There was a degree of artifice to Domnich's Melisande, you did not feel that she was a naif and this was reflected in the slightly self-conscious feel of the way she shaped the music. Her coolness was an advantage and I feel that this promising performance deserves wider exposure. Everyone in the opera talks about Melisande's attraction and her eyes, and Domnich incarnated this superbly. She was mesmerising to listen to and to watch. It was an extraordinary performance.

She was finely partnered by the lyric baritone Simon Wallfisch as an ardent Pelleas. All wide-eyed innocence and beautiful tone, Wallfisch's Pelleas was one of the most beautifully sung accounts of the role that I have come across. Wallfisch sang with a nice even, flexible tone throughout the range and only a couple notes at the very top seemed to challenge him. There are depths to Pelleas that Wallfisch has not yet reached, but his performance will deepen I am sure.

Where I felt a lack was in the relationship between Pelleas and Melisande. Wallfisch and Domnich's final scene was passionately ardent, but in all the earlier scenes their interaction was a little cool and did not crackle with suppressed emotion. For this, I think, we must hold Bozok's production responsible, with its high degree of artifice.

Alan Ewing's Golaud was a large scale, vibrant performance. He thrillingly filled the space with powerful emotion and perpetually seemed on the point of boiling over. It was an immensely mesmerising and striking performance. I have seen Golaud performed in a more self-contained manner, but rarely this thrillingly all encompassing.

Oliver Hunt gave a finely sung account of Arkel but he was curiously distant. Confined to a wheelchair for the first four acts, this was a performance which I think was constrained by Bozok's concept. Carris Jones did what she could with the small part of Genevieve, showing a nice feel for Debussy's musical line. Lucy Roberts made a charming Yniold, constantly blowing soap bubbles, and Justin Brindley was the doctor

Philip Voldman did wonders on the piano but he did not quite convince me that we could do without the orchestra. The work was played with intervals after acts two and four, which was one interval too many I think.
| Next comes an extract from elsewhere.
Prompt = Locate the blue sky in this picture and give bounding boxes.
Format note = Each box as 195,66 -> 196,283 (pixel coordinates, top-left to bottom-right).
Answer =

Returning to the theatre for the final act seemed to much of a distraction, and in fact many people did not make it back. The work was sung in French with surtitles projected on the wall, though all the cast were highly communicative in their French.

This was an impressive and intriguing production. Bozok and her cast made the best of the change of emphasis that this studio performance brought out, with extremely fine singing combined with some performances which only deserve to develop.